# single phase Emco Super 11 and VFD



## pdofak (Sep 14, 2014)

Hi,
Newly acquired 120v Super 11 wishes it had a VFD.

Now as I've been led to believe, the 1 phase Emco actually uses 3 phase motors but has added run caps to trick the 3 phase motors into running on 1 phase. The wiring diagram looks like that's true but it's hard to be sure because of the complexity of the 2 speed motor switching makes it hard to grok. It is either a 3 phase motor tricked into two speeds and single phase. Or else it's a single phase motor with high and low speed windings.

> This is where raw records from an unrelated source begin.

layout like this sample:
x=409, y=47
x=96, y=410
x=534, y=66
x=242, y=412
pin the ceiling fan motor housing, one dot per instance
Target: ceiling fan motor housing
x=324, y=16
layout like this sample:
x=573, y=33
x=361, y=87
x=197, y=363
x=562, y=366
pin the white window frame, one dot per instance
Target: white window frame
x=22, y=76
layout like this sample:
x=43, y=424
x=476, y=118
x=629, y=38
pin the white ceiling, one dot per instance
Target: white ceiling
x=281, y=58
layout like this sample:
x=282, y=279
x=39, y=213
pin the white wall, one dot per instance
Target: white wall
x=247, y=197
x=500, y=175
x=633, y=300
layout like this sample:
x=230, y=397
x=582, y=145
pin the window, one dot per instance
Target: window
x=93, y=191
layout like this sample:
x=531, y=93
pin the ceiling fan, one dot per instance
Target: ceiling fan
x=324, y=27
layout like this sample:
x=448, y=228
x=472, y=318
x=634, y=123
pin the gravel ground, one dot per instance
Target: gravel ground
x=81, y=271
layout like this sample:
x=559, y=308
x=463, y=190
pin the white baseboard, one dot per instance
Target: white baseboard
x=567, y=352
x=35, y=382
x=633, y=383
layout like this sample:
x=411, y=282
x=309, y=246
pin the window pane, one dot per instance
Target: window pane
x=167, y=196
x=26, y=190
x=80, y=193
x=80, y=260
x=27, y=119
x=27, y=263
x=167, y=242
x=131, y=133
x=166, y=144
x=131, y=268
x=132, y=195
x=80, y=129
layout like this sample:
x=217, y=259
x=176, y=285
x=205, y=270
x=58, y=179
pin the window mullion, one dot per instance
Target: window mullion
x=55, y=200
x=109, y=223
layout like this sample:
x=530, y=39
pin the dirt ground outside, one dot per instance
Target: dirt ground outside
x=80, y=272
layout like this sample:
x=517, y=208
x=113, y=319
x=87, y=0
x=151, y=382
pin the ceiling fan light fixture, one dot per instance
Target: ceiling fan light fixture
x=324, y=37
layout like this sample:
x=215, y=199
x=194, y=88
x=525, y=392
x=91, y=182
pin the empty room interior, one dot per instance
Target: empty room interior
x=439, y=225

The diagram definitely states a single phase motor. And the more I look at it it seems it could be a 1ph 2 speed setup.
Does anyone have knowledge on the topic?

So is a VFD just wishful thinking with this motor?

Thanks for your thoughts.
Patrick


----------



## Hawkeye (Sep 14, 2014)

Single phase motors do have capacitors, depending on the type. Looks like you have a two-speed motor. If there is room, you can probably fit in a 3-phase motor and mount a vfd. No worries about losing the two speeds - you'd have infinite speed control.

You would have to scrap the existing wiring and make a whole new harness. Possibly some brackets and adapters to make as well. The end result would, IMHO, be well worth the effort.


----------